REDLINEv.04.2026
§ Disclaimer. Educational content about AI tooling for legal teams, not legal advice. Consult a qualified attorney for matter-specific guidance. See full disclosure.
§ 10 / PRICING MODELSVERIFIED 04.2026

AI Contract Review Pricing in 2026: Qualitative Bands Across 13 Platforms

Last verified April 2026. Indicative bands only; verify current terms directly with each vendor.

"Contact sales for a quote" is the most common answer to "how much does AI contract review cost" in 2026. That is not good enough for a buyer trying to build a business case. This page presents qualitative pricing bands by tier (self-serve, mid-market, enterprise, premium enterprise), drawing on public data, legal ops community reporting, vendor fact sheets, and reasonable estimates from available evidence. It is the most complete neutral pricing reference for the category that we are aware of.

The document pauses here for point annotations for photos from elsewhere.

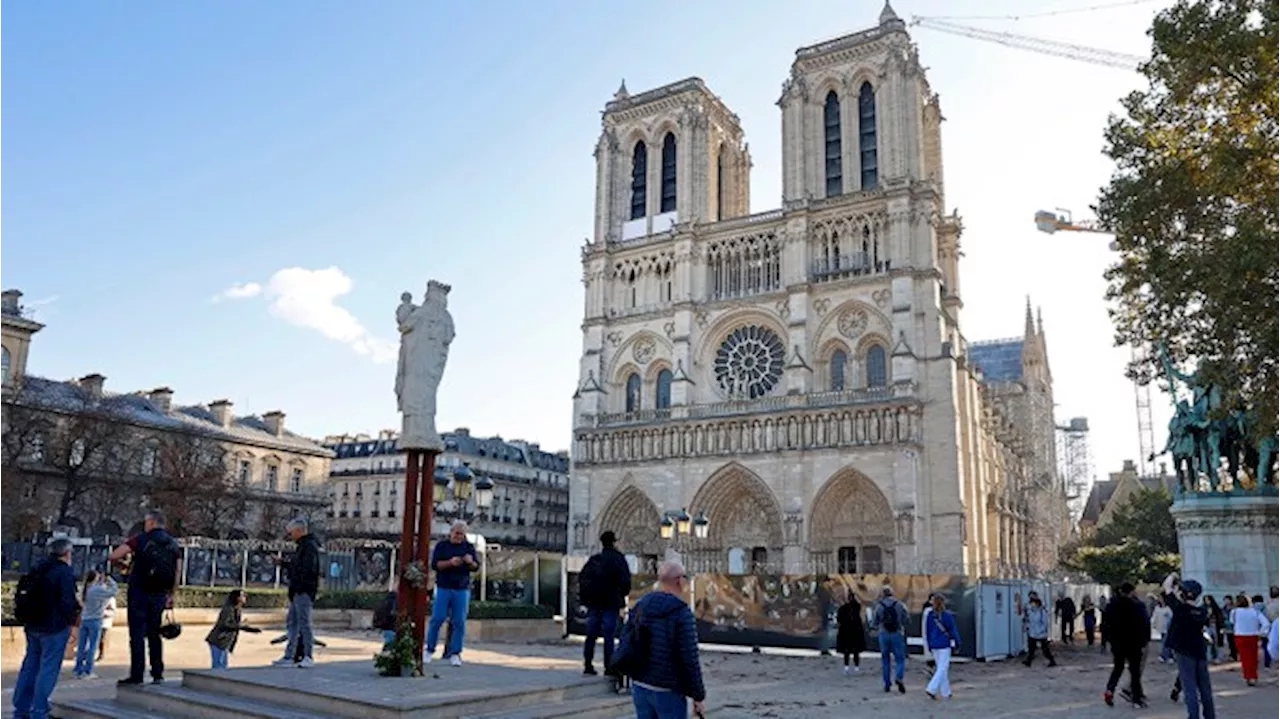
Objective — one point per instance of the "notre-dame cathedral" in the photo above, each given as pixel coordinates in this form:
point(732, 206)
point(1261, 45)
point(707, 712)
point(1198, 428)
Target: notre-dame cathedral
point(795, 384)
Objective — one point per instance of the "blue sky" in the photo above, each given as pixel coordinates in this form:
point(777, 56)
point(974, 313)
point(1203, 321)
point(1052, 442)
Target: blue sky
point(156, 154)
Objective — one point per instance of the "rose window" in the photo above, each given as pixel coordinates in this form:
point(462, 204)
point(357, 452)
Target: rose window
point(749, 362)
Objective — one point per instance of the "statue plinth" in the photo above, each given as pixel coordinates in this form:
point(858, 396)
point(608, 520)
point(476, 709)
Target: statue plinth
point(1229, 543)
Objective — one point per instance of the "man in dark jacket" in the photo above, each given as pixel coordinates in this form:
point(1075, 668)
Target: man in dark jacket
point(1129, 633)
point(1065, 610)
point(603, 587)
point(54, 595)
point(672, 671)
point(304, 586)
point(152, 581)
point(1185, 636)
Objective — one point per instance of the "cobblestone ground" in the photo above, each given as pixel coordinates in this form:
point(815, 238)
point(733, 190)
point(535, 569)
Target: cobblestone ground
point(781, 686)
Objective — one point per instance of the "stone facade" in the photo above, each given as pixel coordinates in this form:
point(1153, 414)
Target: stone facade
point(799, 375)
point(530, 505)
point(118, 450)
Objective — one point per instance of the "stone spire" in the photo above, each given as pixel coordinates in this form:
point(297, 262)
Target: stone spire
point(887, 14)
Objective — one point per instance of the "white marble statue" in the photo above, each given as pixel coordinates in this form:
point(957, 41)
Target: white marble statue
point(426, 331)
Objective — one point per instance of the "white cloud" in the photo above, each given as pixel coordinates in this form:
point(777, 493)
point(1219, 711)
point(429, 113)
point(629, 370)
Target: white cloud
point(309, 298)
point(240, 291)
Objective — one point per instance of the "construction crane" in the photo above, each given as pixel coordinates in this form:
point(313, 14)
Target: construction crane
point(1051, 223)
point(1105, 58)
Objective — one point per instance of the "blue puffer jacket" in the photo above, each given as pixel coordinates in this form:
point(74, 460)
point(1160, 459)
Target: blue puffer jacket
point(672, 645)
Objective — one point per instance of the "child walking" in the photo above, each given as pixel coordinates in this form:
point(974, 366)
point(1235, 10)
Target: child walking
point(222, 637)
point(851, 636)
point(99, 589)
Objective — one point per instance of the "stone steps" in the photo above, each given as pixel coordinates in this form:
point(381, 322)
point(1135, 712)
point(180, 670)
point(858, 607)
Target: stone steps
point(240, 695)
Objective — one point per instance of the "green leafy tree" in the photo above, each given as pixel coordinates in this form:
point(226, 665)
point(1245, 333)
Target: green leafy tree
point(1194, 198)
point(1144, 517)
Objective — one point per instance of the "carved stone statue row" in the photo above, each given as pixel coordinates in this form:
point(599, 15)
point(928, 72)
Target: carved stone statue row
point(1201, 436)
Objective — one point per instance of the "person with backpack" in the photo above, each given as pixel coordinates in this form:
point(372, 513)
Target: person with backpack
point(602, 589)
point(890, 622)
point(231, 622)
point(99, 589)
point(46, 607)
point(659, 651)
point(942, 637)
point(152, 582)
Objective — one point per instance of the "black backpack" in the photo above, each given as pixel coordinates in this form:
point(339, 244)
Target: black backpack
point(891, 623)
point(159, 569)
point(590, 582)
point(28, 600)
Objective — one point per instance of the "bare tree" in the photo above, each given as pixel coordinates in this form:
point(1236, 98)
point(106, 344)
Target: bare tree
point(193, 484)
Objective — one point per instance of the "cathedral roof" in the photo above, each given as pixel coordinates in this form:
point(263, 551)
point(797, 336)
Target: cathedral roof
point(1000, 361)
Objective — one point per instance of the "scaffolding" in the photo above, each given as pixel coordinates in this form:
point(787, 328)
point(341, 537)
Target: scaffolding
point(1075, 459)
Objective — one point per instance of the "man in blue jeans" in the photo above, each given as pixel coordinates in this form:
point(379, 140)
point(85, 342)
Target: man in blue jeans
point(890, 622)
point(602, 589)
point(453, 562)
point(55, 609)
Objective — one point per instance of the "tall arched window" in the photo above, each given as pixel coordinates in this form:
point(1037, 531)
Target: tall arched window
point(839, 361)
point(877, 372)
point(639, 181)
point(634, 393)
point(720, 184)
point(662, 392)
point(867, 134)
point(668, 174)
point(831, 137)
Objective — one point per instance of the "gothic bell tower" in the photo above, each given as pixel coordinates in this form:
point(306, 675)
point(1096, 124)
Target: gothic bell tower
point(668, 156)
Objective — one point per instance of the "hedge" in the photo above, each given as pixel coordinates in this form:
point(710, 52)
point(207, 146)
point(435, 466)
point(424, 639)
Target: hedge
point(213, 598)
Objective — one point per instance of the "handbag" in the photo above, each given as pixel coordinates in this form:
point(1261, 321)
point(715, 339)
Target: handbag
point(169, 626)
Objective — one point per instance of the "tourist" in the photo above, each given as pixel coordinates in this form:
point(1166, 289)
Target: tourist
point(152, 582)
point(1160, 618)
point(890, 623)
point(1185, 640)
point(1091, 619)
point(109, 610)
point(453, 562)
point(1272, 612)
point(1229, 627)
point(99, 589)
point(603, 586)
point(304, 586)
point(48, 610)
point(944, 637)
point(671, 673)
point(1128, 631)
point(1215, 626)
point(1036, 623)
point(222, 639)
point(850, 635)
point(1251, 628)
point(1065, 612)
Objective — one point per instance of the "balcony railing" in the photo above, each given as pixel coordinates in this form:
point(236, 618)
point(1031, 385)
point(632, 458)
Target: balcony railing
point(766, 404)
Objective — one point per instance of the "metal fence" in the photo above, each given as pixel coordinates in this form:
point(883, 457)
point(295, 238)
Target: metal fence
point(506, 575)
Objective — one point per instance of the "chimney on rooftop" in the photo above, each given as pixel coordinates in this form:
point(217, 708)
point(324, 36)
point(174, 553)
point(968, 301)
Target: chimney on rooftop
point(161, 398)
point(222, 412)
point(92, 384)
point(9, 301)
point(274, 421)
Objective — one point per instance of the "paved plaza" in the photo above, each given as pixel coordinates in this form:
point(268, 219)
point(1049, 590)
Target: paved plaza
point(740, 685)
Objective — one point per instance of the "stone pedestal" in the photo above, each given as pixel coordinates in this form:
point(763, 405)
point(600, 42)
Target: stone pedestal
point(1229, 544)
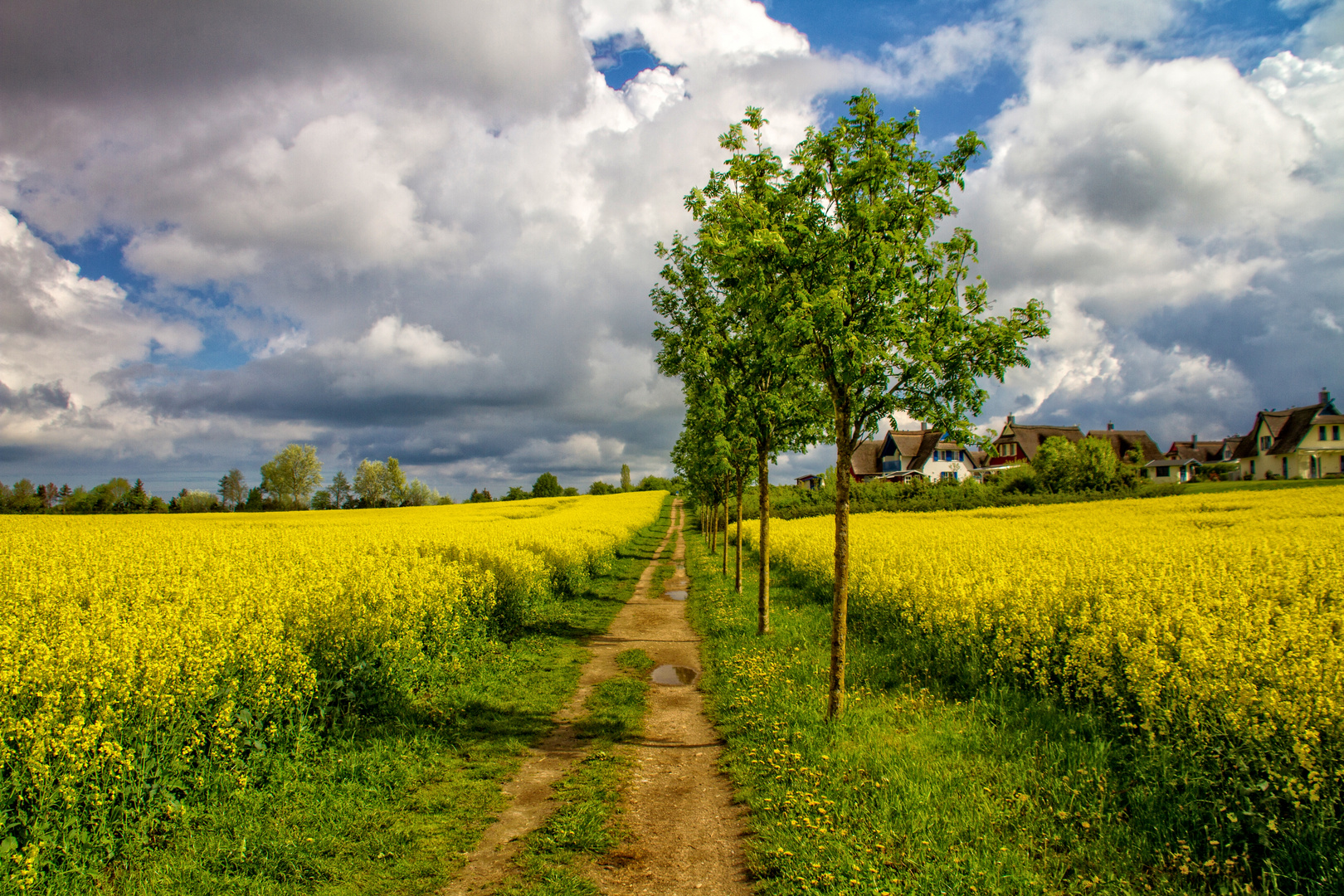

Caveats that apply to every band on this page: CLM software pricing is negotiated case-by-case. Actual pricing depends on seat count, contract term length, specific modules included, organisational leverage, competitive alternatives in play, and the timing of the negotiation within the vendor's quarter. These bands are directional, not contractually accurate. Verify directly with each vendor. Use them to calibrate your budget line, not to anchor your negotiation. Indicative bands as of April 2026; vendor pricing changes.

The Four Pricing Tiers

Self-serve tier

Low monthly per-seat

Juro (starter), SpotDraft (starter)

Modern CLM with genuine AI features at an accessible entry point. Full workflow and AI review in one platform. Published list pricing typically below the mid-market band.

Mid-market tier

Quoted, mid five-figure to low six-figure annual typical

Evisort, SpotDraft (enterprise), LinkSquares (mid-tier), Juro (enterprise), Robin AI, Della

The largest number of tools operate in this band. Serious AI capabilities. Enterprise security posture developing.

Enterprise tier

Quoted only, low to mid six-figure annual typical

Ironclad, LinkSquares (enterprise), Evisort (enterprise), Luminance

Full workflow depth, enterprise security, implementation services, dedicated customer success. Ironclad is the category leader.

Premium enterprise tier

Quoted only, mid-six-figure-per-seat range typical

Harvey

Per-seat pricing that reflects BigLaw economics, not in-house economics. No self-serve or mid-market tier. Total engagement reportedly multi-six-figure annual at minimum.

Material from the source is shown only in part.